Le grand canal de l’Ouest, qui relie la mer à la Vilaine et ouvre à la navigation une voie ininterrompue depuis la haute Loire jusqu’à Brest, traverse, dans la dernière partie de son parcours vers l’Océan, une contrée sauvage, à peine parsemée çà et là de quelques fermes solitaires. L’œil chercherait en vain sur les deux rives des villages ou des champs cultivés ; il n’y rencontre partout que d’immenses bruyères entrecoupées de touffes d’arbustes et de longues steppes marécageuses, sur lesquelles tournoient des volées d’oiseaux aquatiques.
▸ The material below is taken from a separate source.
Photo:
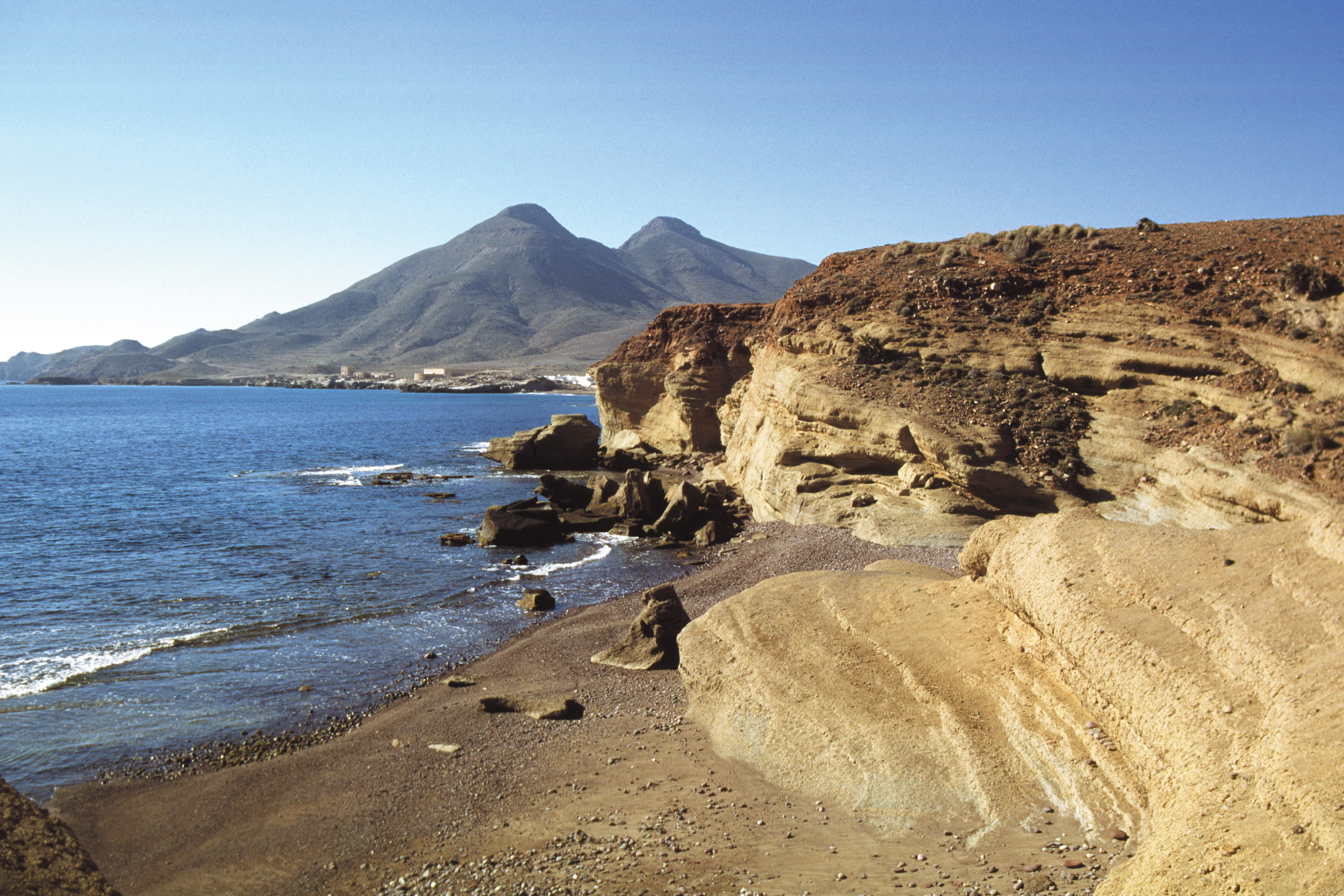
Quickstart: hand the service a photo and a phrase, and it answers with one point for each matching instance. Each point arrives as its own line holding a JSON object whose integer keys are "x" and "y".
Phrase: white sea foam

En vain avait-on espéré raviver ces mornes contrées en y faisant circuler par une nouvelle artère le commerce et l’industrie : tout y est resté immobile comme par le passé. Aucune barque ne sillonne ces eaux au cours réglé ; les touffes d’aulnes ou d’ajoncs envahissent rapidement les berges gazonnées, l’herbe disjoint les pierres des écluses, et les maisonnettes bâties pour les éclusiers annoncent seules la présence de l’homme dans ces âpres solitudes.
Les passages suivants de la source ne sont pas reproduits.